Solving big, complicated problems—like planning work shifts, finding the best traffic routes, or developing new drugs—can take traditional computers an extremely long time.
That’s why researchers have been developing a special type of hardware called annealing processors (APs) that can tackle these tough tasks much more efficiently.
APs work using a model called the Ising model, where problems are turned into tiny magnetic spins, and solving the problem is like finding the lowest energy state of the system.
There are two kinds of Ising models: sparsely-coupled, which can handle lots of spins but needs extra steps to fit the problems into the model, and fully-coupled, which can solve problems directly but has limits in size and accuracy.
Until now, fully-coupled APs struggled because they couldn’t easily expand both their size (how many spins they can handle) and their precision (how detailed the problem interactions can be).
But a research team from Japan, led by Professor Takayuki Kawahara from the Tokyo University of Science, has made a major breakthrough.
They have developed a new system called the Dual Scalable Annealing Processing System (DSAPS), which can grow both capacity and precision at the same time.
Their study was published in IEEE Access and presented at the 2024 International Conference on Microelectronics.
The DSAPS system cleverly controls blocks that calculate the system’s energy.

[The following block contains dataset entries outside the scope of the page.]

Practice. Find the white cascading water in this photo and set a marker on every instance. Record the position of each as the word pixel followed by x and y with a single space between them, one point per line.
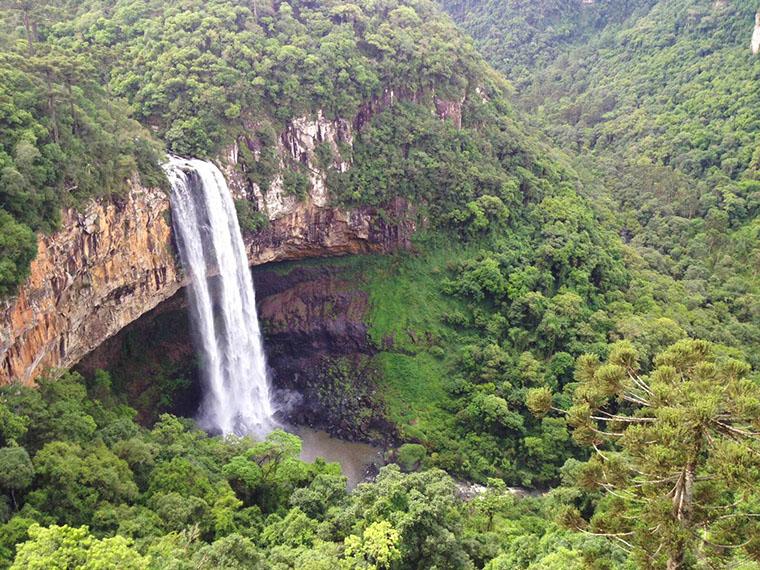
pixel 237 398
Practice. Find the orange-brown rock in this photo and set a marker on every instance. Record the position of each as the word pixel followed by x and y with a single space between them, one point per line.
pixel 115 261
pixel 108 265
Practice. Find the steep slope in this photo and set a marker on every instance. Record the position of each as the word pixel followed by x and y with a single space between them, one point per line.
pixel 658 103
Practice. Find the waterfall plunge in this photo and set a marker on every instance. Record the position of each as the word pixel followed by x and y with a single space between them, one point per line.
pixel 236 399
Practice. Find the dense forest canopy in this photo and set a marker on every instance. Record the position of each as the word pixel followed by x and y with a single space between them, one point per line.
pixel 586 281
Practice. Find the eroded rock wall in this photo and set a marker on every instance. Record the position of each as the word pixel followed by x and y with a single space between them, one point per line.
pixel 114 261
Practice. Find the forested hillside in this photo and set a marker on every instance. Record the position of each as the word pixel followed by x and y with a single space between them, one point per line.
pixel 579 313
pixel 657 103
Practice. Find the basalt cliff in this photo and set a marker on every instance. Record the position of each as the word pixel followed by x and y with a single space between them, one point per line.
pixel 115 260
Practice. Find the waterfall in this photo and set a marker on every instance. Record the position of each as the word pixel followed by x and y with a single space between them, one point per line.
pixel 236 397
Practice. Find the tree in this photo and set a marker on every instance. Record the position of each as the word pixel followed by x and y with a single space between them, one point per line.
pixel 16 470
pixel 677 452
pixel 376 549
pixel 70 548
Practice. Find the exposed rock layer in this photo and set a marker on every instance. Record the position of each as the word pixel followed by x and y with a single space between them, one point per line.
pixel 115 260
pixel 318 350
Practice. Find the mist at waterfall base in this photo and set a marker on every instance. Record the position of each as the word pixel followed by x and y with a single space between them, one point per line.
pixel 237 396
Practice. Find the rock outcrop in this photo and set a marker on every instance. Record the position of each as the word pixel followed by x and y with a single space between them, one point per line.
pixel 114 261
pixel 109 264
pixel 314 318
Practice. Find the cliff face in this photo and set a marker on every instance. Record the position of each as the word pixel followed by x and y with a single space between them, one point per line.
pixel 314 319
pixel 114 261
pixel 107 265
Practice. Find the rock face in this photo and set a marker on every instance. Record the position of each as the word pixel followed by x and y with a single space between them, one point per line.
pixel 318 350
pixel 115 260
pixel 107 266
pixel 320 353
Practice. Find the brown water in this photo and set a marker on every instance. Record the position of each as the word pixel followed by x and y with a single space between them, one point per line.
pixel 354 458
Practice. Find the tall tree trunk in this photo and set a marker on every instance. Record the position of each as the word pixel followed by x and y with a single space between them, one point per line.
pixel 29 32
pixel 682 506
pixel 51 107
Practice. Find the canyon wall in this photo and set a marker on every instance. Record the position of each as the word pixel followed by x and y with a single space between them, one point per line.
pixel 114 260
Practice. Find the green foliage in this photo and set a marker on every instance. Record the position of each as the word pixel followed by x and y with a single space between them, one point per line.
pixel 410 456
pixel 249 219
pixel 677 449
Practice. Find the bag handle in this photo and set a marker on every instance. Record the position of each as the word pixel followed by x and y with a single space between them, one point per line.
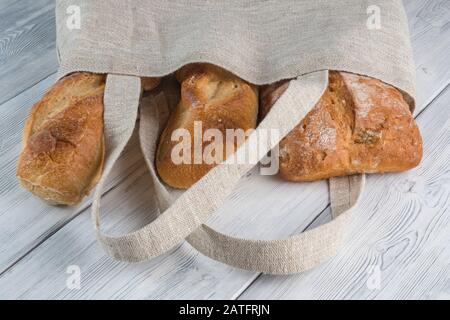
pixel 196 205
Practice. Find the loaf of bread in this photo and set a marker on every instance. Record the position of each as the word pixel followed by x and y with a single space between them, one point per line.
pixel 360 125
pixel 63 144
pixel 212 98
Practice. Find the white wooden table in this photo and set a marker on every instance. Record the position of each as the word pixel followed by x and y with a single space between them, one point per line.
pixel 400 236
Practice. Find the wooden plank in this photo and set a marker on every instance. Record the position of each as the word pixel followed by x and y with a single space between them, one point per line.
pixel 26 221
pixel 27 45
pixel 401 228
pixel 182 274
pixel 404 224
pixel 429 26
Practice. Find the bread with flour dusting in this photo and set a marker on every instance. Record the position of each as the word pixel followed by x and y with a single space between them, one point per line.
pixel 360 125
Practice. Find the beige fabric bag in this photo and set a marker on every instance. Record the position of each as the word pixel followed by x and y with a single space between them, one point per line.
pixel 262 42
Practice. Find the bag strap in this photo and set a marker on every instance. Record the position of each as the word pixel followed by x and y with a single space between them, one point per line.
pixel 188 213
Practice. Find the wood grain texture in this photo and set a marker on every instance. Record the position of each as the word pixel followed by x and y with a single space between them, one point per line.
pixel 27 45
pixel 38 242
pixel 429 22
pixel 402 227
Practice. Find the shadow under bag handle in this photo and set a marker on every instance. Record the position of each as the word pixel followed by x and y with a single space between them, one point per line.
pixel 185 217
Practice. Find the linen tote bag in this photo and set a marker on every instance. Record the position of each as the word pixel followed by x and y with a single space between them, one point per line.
pixel 261 42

It uses two approaches: one to divide and handle more spins, and another to improve precision by layering calculations at different bit levels and combining them.
In simple terms, it’s like building a bigger and more detailed puzzle without changing the way the pieces fit together.
To show that DSAPS works, the researchers built two versions. One could manage 2,048 spins with medium-level precision, and the other could manage 1,024 spins with extremely high precision. In tests, both versions solved standard problems with impressive accuracy, with the high-precision version performing nearly as well as top-level CPU simulations.
This advancement is important because it allows APs to be better tailored to different kinds of real-world problems, depending on whether more size or more precision is needed.
Professor Kawahara says that starting in 2025, DSAPS technology will even be used in student experiments at the university to teach the next generation of engineers. The study marks a big step toward creating powerful, flexible machines that can solve complex optimization problems in everything from business planning to scientific research.